Going into the season, everyone was talking about the four aces - Roy Halladay, Cliff Lee, Roy Oswalt, and Cole Hamels. The team was going to be historically dominant because of these four.
Well, as we all now know, the team was historically dominant this year, setting the franchise record for wins in a season at 102. But, the team didn't have its four aces for a good portion of the year. Could the Phils have won even more game if it had?
Comparing the games with and without the four aces intact indicates probably not. In fact, the team saw better starting pitching and better outcomes when the four aces were not intact.
The Phillies had an intact four-ace rotation for 108 games, exactly 2/3 of its games. In these 108 games, all four of the pre-season aces were healthy and starting. (This number isn't easily divisible by 5 because of double-headers.) In 54 games, or 1/3 of the season, the team did not have the four ace rotation intact. For much of this time, Roy Oswalt was injured, but Cole Hamels also spent some time on the DL.

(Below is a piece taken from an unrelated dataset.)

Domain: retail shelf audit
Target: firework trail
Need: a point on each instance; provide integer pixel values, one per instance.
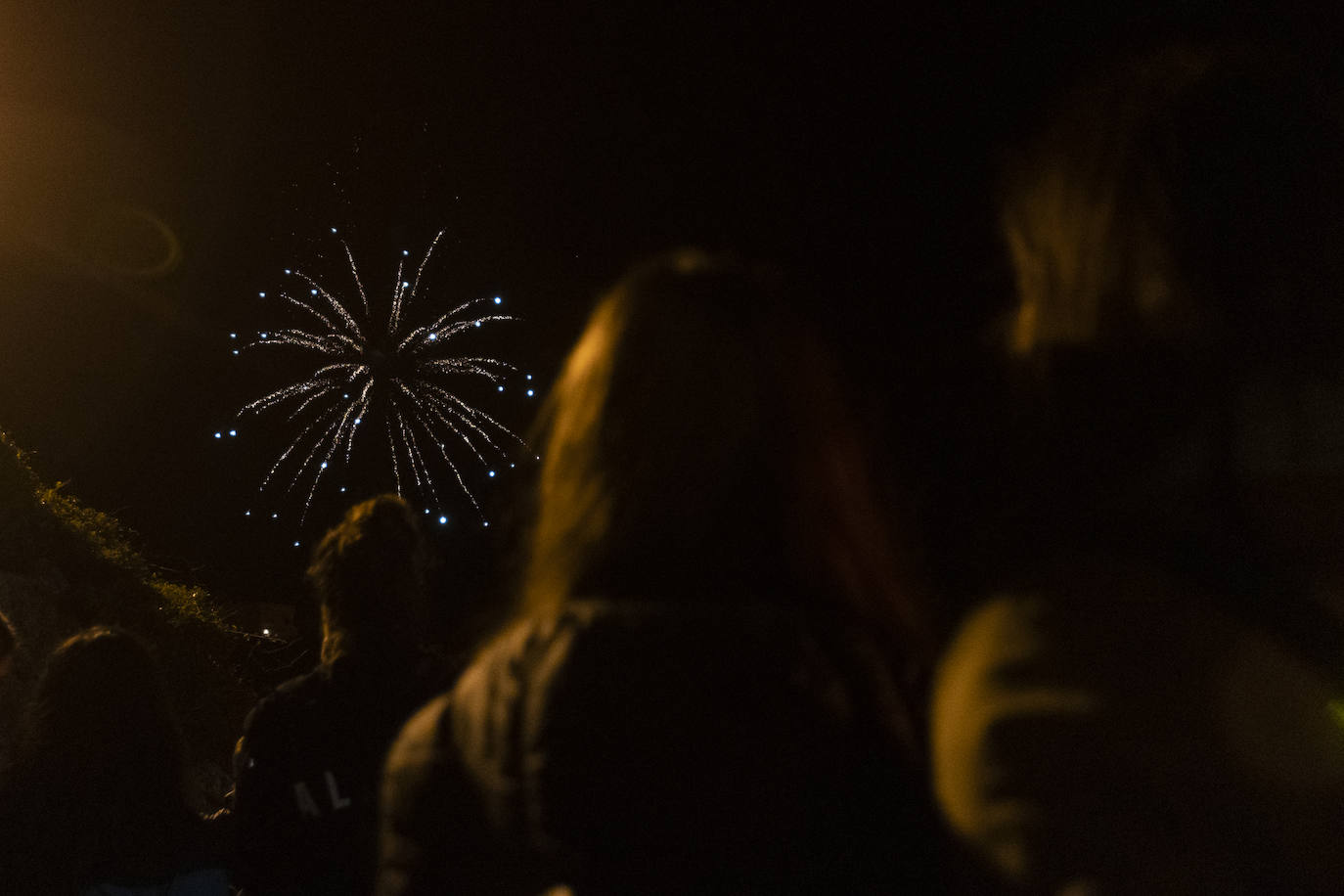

Here's a basic comparison of these two periods for the team's winning percentage and cumulative starting pitching stats:
As this chart shows, the Phillies won at a better clip with only three aces, rather than four. They also had better overall starting pitching during that period. Of course, with the four aces, the team still excelled and the starting pitching was still incredible. But, thanks to Vance Worley and Kyle Kendrick, the team didn't miss Roy Oswalt or Cole Hamels when they were gone. In fact, the team did even better without them.
This isn't to say that the Phils shouldn't start the four aces in the playoffs. Rather, this exercise merely shows that the team did not suffer because of the extended absence of the pre-season advertised rotation of four aces. And, this also shows that Vance Worley and Kyle Kendrick really performed beyond our wildest expectations this season.